…Menos 73 y contando…

El hostal de la Asociación de Muchachos Cristianos (Y.M.C.A.) de la ciudad de Boston se hallaba al final de la avenida Hunington. Era enorme, ennegrecido por los años, anticuado y cuadrado. Se alzaba en lo que había sido una de las mejores zonas de Boston a mediados del siglo anterior, y permanecía allí como un recuerdo culpable de otros tiempos. El viejo neón pasado de moda todavía hacía parpadear sus palabras en dirección al pecaminoso distrito del teatro. Parecía el esqueleto de una idea asesinada.

Cuando Richards penetró en el vestíbulo, el recepcionista estaba en plena discusión con un muchacho negro, menudo y mugriento, vestido con un jersey de matabol que le llegaba casi por las rodillas sobre sus tejanos azules. El tema de la discusión parecía ser una máquina de chicle situada junto a la puerta del vestíbulo.

—¡Se ha tragado mi moneda! ¡Se ha tragado mi maldita moneda!

—Si no te largas de aquí, llamaré al detective del hotel, muchacho. Eso es todo. No hay más que hablar.

—¡Pero esa maldita máquina se ha quedado la moneda!

—¡Deja ya de maldecir, gusano!

El recepcionista, un tipo duro y bregado, extendió el brazo y asió el jersey del chico, zarandeándole. La ropa le iba muy ancha y el muchacho apenas se enteró.

—Y ahora —dijo el recepcionista—, lárgate de aquí. No quiero repetirlo.

Al ver que lo decía en serio, la máscara casi cómica de odio y desafío bajo la piel negra del pobre diablo se convirtió en una mueca herida y doliente de incredulidad.

—Escuche, ésa era la única maldita moneda que me quedaba. La máquina de chicle se la tragó y…

—Bueno, voy a llamar ahora mismo al detective de la casa.

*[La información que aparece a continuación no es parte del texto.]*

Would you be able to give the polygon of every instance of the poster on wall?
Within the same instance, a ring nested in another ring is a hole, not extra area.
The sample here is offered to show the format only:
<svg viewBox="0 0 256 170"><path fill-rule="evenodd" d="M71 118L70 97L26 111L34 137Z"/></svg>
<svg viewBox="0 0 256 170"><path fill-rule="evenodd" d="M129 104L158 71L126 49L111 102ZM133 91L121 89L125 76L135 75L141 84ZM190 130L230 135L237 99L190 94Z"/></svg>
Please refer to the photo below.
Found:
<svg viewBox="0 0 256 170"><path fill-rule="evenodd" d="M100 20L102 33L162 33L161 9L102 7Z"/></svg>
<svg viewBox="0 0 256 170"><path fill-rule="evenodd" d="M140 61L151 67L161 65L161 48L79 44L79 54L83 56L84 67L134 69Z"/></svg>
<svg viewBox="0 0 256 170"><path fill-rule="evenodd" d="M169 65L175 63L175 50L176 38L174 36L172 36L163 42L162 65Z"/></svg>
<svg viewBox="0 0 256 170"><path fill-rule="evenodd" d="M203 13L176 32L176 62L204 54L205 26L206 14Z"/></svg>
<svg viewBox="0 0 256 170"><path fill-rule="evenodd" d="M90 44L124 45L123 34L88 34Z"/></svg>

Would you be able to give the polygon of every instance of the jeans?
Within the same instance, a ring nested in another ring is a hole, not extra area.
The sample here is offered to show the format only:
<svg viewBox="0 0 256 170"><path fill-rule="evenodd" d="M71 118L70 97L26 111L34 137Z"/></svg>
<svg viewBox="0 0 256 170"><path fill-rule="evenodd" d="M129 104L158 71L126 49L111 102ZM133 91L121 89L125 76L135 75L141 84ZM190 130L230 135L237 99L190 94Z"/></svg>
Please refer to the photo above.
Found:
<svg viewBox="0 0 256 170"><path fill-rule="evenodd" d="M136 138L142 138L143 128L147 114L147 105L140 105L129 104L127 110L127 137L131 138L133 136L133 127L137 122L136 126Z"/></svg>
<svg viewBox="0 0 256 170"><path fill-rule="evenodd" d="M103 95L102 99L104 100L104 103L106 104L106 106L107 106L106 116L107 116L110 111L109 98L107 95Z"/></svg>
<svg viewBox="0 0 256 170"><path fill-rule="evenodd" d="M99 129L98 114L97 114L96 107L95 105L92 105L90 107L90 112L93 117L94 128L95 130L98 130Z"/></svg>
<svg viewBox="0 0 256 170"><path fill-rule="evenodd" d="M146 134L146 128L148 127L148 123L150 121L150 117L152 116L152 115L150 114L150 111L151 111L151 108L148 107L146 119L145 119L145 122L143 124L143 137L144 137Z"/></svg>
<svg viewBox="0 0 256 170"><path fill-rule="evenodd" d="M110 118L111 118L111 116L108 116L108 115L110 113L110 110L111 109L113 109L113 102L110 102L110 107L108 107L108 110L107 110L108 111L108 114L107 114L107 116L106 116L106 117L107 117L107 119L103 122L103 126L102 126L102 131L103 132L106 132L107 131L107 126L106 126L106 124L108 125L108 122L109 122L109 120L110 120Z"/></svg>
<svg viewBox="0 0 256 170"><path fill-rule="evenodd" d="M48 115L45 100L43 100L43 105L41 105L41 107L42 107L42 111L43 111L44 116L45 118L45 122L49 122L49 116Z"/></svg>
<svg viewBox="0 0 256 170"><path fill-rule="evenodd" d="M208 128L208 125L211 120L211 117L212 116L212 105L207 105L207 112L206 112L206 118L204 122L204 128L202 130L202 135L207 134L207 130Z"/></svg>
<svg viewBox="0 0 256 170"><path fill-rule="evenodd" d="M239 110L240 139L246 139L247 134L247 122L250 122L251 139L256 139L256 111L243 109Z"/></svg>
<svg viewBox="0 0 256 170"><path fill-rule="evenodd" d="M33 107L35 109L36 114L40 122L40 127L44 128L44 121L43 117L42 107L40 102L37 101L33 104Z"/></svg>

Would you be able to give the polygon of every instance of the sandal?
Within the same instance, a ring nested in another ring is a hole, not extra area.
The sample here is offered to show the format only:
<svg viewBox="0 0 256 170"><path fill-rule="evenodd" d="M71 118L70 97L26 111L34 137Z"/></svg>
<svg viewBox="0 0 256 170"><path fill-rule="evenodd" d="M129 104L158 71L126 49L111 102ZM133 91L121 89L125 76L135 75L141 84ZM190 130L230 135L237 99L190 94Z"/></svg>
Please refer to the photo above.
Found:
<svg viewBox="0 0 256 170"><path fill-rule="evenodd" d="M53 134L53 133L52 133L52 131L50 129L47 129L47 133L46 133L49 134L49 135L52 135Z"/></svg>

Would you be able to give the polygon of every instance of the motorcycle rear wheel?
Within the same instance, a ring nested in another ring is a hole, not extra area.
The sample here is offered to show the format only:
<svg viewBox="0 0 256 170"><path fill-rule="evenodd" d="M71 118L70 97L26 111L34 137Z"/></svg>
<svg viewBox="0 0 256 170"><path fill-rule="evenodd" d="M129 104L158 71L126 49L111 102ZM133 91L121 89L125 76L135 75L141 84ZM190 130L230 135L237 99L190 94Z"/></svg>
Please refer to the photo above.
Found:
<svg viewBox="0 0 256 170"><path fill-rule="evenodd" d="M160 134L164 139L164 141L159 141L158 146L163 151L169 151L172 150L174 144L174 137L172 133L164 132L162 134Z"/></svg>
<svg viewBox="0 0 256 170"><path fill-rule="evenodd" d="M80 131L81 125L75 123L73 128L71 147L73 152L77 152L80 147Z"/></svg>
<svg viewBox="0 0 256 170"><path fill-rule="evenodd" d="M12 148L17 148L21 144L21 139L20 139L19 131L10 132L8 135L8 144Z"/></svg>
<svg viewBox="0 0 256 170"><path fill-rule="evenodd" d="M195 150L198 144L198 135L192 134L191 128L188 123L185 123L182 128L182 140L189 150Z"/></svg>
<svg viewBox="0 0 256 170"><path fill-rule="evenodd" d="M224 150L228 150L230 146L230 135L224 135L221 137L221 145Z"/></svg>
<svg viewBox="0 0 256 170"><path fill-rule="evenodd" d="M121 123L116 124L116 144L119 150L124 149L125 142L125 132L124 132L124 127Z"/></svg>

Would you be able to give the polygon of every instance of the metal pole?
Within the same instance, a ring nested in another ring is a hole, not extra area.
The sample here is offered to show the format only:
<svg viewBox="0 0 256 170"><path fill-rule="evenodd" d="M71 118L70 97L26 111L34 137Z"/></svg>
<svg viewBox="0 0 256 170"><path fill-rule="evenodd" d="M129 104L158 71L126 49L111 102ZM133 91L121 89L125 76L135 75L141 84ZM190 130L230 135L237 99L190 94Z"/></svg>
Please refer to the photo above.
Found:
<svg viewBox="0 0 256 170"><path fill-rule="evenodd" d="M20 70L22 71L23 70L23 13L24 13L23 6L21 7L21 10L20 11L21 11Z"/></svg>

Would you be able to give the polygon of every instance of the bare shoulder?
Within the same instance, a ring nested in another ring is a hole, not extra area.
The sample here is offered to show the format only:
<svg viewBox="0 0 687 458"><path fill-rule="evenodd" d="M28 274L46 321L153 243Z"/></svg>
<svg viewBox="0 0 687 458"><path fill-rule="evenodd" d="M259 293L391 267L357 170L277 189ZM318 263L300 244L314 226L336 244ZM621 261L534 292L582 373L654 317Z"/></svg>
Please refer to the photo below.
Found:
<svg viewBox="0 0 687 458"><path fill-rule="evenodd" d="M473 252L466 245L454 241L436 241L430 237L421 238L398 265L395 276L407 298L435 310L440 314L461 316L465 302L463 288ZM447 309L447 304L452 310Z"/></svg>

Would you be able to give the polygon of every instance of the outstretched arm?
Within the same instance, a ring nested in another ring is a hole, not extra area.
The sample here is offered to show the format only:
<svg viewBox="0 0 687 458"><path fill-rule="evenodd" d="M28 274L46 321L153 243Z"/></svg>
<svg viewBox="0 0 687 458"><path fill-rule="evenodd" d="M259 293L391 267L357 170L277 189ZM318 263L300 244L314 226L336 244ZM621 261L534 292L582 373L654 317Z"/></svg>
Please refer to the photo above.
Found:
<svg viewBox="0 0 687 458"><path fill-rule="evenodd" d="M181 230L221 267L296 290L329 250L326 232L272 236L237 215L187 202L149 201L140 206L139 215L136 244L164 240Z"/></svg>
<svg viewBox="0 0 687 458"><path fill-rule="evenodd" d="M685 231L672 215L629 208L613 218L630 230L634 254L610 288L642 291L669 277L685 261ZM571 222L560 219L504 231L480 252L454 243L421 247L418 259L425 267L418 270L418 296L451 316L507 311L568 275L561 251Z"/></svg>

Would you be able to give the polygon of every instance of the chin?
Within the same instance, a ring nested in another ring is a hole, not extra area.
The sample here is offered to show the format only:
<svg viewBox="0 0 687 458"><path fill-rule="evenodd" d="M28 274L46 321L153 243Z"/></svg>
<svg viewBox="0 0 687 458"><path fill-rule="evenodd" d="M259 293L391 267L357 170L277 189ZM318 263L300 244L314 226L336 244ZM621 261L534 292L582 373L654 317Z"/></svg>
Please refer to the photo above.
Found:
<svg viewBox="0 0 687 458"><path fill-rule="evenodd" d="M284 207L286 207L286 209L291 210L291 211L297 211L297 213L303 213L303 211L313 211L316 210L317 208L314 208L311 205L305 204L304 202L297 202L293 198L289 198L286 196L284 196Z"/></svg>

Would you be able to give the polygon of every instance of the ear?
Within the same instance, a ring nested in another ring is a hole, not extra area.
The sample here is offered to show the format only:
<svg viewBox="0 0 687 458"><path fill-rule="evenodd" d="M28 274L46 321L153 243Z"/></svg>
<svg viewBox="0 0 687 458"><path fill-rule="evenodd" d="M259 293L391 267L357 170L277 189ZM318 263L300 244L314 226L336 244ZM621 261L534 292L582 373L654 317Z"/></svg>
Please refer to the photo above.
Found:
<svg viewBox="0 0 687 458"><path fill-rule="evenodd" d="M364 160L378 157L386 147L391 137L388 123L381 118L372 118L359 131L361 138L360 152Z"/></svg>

El recepcionista se volvió hacia el tablero. Su chaqueta, salida de alguna tienda de ropa usada, aleteó cansinamente alrededor de sus enjutas posaderas.

El muchacho dio una patada a la caja plástica de la máquina de chicle y salió corriendo.

—¡Maldito cerdo blanco hijo de perra! —gritó.

El recepcionista le vio alejarse, sin llegar a apretar el botón, auténtico o figurado. Después dedicó una sonrisa a Richards, mostrando un viejo teclado al que faltaban algunas teclas.

—Ya no se puede hablar con los negros. Si yo fuera dueño de la Cadena, los encerraría a todos en una jaula.

—¿De verdad se le ha tragado la moneda? —preguntó Richards mientras firmaba en el registro como John Deegan, de Michigan.

—Si es cierto, seguramente será robada —respondió el tipo de recepción—. Y aunque tuviera razón, si le diera una moneda tendría a doscientos mendigos por aquí antes del anochecer, todos con el mismo cuento. Lo que me gustaría saber es de dónde sacan ese lenguaje. ¿Es que sus padres no se cuidan de ellos…? ¿Cuánto tiempo se quedará, señor Deegan?

—No lo sé. Estoy aquí por negocios.

Intentó una sonrisa sebosa y, cuando creyó tenerla dominada, la amplió. El recepcionista la advirtió al instante (quizás en el reflejo que le miraba desde las profundidades del mostrador de falso mármol, bruñido por un millón de codos) y se la devolvió.

—Son quince Nuevos Dólares con cincuenta, señor Deegan —dijo mientras tendía hacia Richards una llave unida a una gastada placa de madera—. Habitación quinientos doce.

—Gracias.

Richards pagó en metálico. Tampoco le pidieron que se identificara. Bendita fuera la Y.M.C.A.

Cruzó el vestíbulo hacia los ascensores y observó el pasillo que conducía, a la izquierda, hacia la Biblioteca Circulante Cristiana. Estaba apenas iluminada por unas lámparas amarillentas cubiertas de manchas de moscas, y un anciano con guardapolvo y botas impermeables recitaba unos salmos, volviendo las páginas lenta y metódicamente con dedos húmedos y temblorosos. Richards llegó a oír el sofocado gemido de su respiración desde los ascensores, y sintió una mezcla de horror y lástima.

El ascensor llegó con estrépito y las puertas se abrieron de mala gana con un suspiro. Mientras entraba, el recepcionista repitió en voz alta:

—Es una vergüenza y un pecado. Yo los metería en jaulas a todos.

Richards le dirigió una mirada pensando que el tipo hablaba con él, pero el recepcionista no se dirigía a nadie en concreto. El vestíbulo estaba muy vacío y silencioso.